How Penny Stocks Trade

These stocks are likely to trade in a narrow range for large periods of time. Penny stocks almost never provide a dividend, so funds invested in them can be considered “dead money.”
Occasionally, if these stocks attract interest, they will “pop” that is, the price will jump by a large amount, at least large in comparison to the price. A 10 cent move in a one dollar stock may not seem like much, but it is 10%, which is comparable to a $10 move in a $100 stock.

Avoid Being a Bagholder

It is not rare for a penny stock to double or triple in a short amount of time. The difficulty for a new investor to the stock is to know when a move is over. Penny stocks often double and then quickly return to their former price, or lower. Knowing when and how to sell a penny stock is important to maintain profits.
People who buy in late will see the stock drop, rather than continue to rise. These investors will be called bagholders by others.

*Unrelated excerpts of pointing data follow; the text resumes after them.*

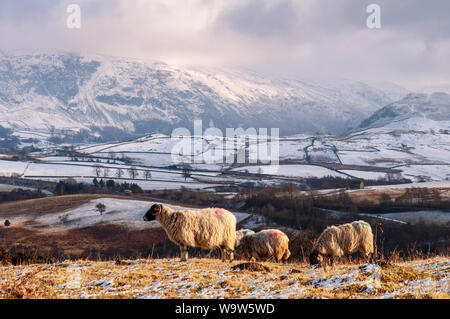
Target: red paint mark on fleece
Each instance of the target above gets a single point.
(275, 234)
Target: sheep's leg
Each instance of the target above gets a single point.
(224, 255)
(231, 255)
(184, 253)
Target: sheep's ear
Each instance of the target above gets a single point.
(156, 209)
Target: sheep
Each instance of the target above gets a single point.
(241, 233)
(269, 243)
(208, 228)
(335, 241)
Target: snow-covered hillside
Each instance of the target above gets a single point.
(414, 112)
(66, 91)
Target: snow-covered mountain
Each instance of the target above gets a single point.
(56, 91)
(420, 112)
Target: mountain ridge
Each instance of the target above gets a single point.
(72, 91)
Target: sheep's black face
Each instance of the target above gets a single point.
(152, 212)
(315, 258)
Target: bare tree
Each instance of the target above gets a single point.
(97, 170)
(133, 172)
(187, 169)
(119, 173)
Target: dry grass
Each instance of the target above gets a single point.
(49, 205)
(211, 278)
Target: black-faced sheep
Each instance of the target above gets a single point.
(335, 241)
(265, 244)
(207, 228)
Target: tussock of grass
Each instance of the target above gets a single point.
(211, 278)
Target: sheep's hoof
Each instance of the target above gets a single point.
(251, 266)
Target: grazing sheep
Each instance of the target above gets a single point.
(241, 233)
(343, 239)
(269, 243)
(208, 228)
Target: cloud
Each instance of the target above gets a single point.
(295, 38)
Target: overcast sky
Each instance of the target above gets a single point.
(294, 38)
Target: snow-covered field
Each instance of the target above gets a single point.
(290, 170)
(212, 279)
(422, 154)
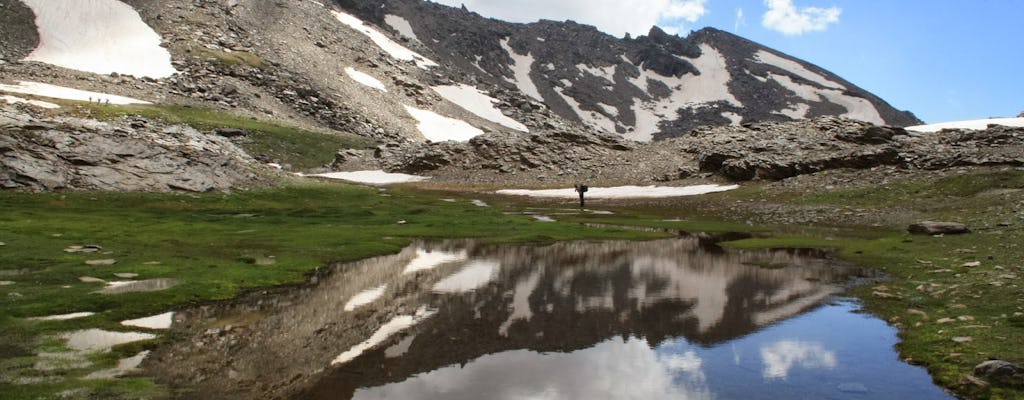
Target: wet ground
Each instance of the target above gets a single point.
(673, 318)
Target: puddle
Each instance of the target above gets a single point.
(99, 340)
(671, 318)
(162, 321)
(62, 317)
(116, 287)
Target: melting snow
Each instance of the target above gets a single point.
(400, 25)
(393, 326)
(161, 321)
(62, 317)
(478, 102)
(429, 260)
(473, 276)
(366, 297)
(795, 68)
(366, 79)
(623, 191)
(38, 103)
(521, 65)
(373, 177)
(394, 49)
(974, 124)
(97, 36)
(47, 90)
(439, 128)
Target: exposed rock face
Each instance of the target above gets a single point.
(74, 153)
(770, 150)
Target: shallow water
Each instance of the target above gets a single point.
(674, 318)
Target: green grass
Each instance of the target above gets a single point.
(288, 144)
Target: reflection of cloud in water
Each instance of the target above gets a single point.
(781, 356)
(612, 369)
(473, 276)
(426, 260)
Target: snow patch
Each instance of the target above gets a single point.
(438, 128)
(478, 102)
(973, 124)
(521, 64)
(47, 90)
(38, 103)
(366, 79)
(400, 25)
(393, 326)
(376, 177)
(473, 276)
(688, 91)
(396, 50)
(162, 321)
(97, 36)
(623, 191)
(795, 68)
(366, 297)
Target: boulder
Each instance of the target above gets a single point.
(932, 227)
(1001, 371)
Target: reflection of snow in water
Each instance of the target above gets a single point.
(611, 369)
(98, 340)
(162, 321)
(366, 297)
(426, 260)
(473, 276)
(781, 356)
(386, 330)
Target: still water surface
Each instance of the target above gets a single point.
(666, 319)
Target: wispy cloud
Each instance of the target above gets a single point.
(613, 16)
(783, 16)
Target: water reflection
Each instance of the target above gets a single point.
(459, 319)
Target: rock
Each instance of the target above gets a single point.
(932, 227)
(1003, 371)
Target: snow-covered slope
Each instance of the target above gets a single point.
(97, 36)
(975, 124)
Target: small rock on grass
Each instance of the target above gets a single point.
(933, 227)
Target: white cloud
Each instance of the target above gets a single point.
(783, 16)
(613, 16)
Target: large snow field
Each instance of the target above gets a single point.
(97, 36)
(366, 79)
(478, 102)
(438, 128)
(973, 124)
(394, 49)
(373, 177)
(47, 90)
(623, 191)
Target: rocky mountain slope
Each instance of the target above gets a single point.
(448, 91)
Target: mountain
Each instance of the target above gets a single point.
(440, 90)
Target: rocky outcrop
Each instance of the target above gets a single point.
(134, 154)
(771, 150)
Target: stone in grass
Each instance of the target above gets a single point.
(932, 227)
(1003, 371)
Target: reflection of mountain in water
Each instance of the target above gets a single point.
(485, 300)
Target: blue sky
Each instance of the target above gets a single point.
(941, 59)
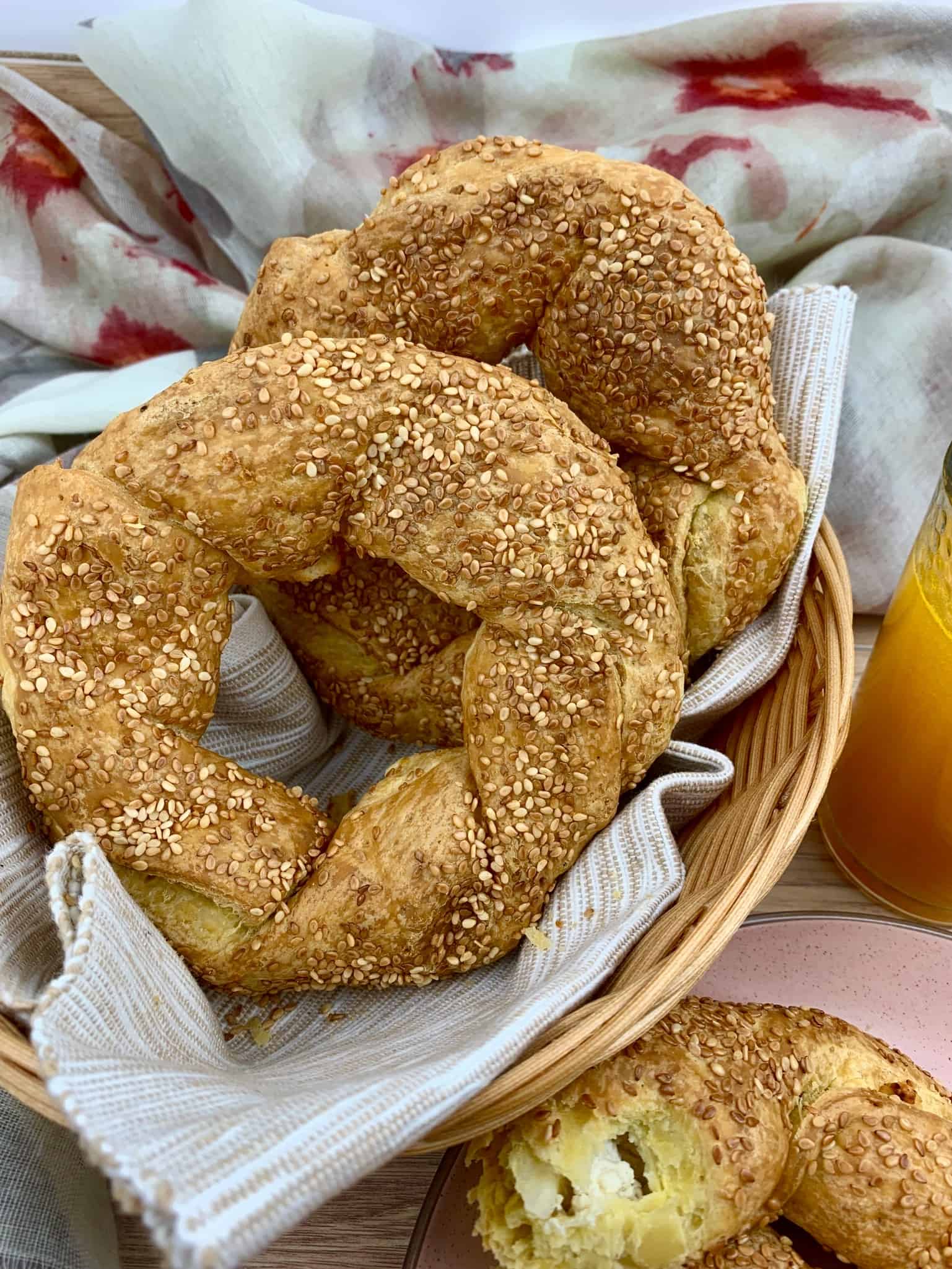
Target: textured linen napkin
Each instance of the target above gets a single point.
(225, 1141)
(820, 133)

They are “left holding only the bag” while the fast money walks away with the profits.

What Creates a Hot Penny Stock?

Since they have a low price and relatively low daily trading volume, many things can drive changes in penny stock prices:
  • News – Any type of news can result in a change in price. If a company issues a new product, or a competitor enters the market. Quarterly financial statements: or other press releases can result in attention. News from the FDA on biotech companies can move a stock significantly.
  • Rumors – Since volume is generally low, a well-placed rumor can move the stock price. Especially is the rumor is from a normally credible source. Penny stocks are subject to manipulation. Illegal manipulation is subject to punishment by SEC, but enforcement is difficult and may take years. The movie “Boiler Room” shows a fictional example of illegal manipulation.

When to Sell a Hot Penny Stock?

There is no sure-fire method of identifying when a stock has hit a peak, but these are warning signs:
  • Sell the news: Penny stocks that have run up in anticipation of a news event do often drop after the news becomes official.
  • A spike in volume: Volume is heaviest during the run up, as traders buy and sell to take advantage of each small move with large trades. As volume declines, the price will fall slowly, but surely over several days. There may be brief moves up, as traders test for any opportunity.
  • Newbies rush in: Watch message boards for signs that inexperienced traders have bought because of the price increase, who have no idea of company behind the stock. These novices are usually the last in, and become the bagholders.
Avoid Big Losses when Buying Penny Stocks
Hot penny stocks can become cold very quickly, and investors that are not nimble can be stuck with a stock that is dropping in price and does not have a reason to resume an upward move. Knowing when to sell a penny stock is just as important as knowing when to buy.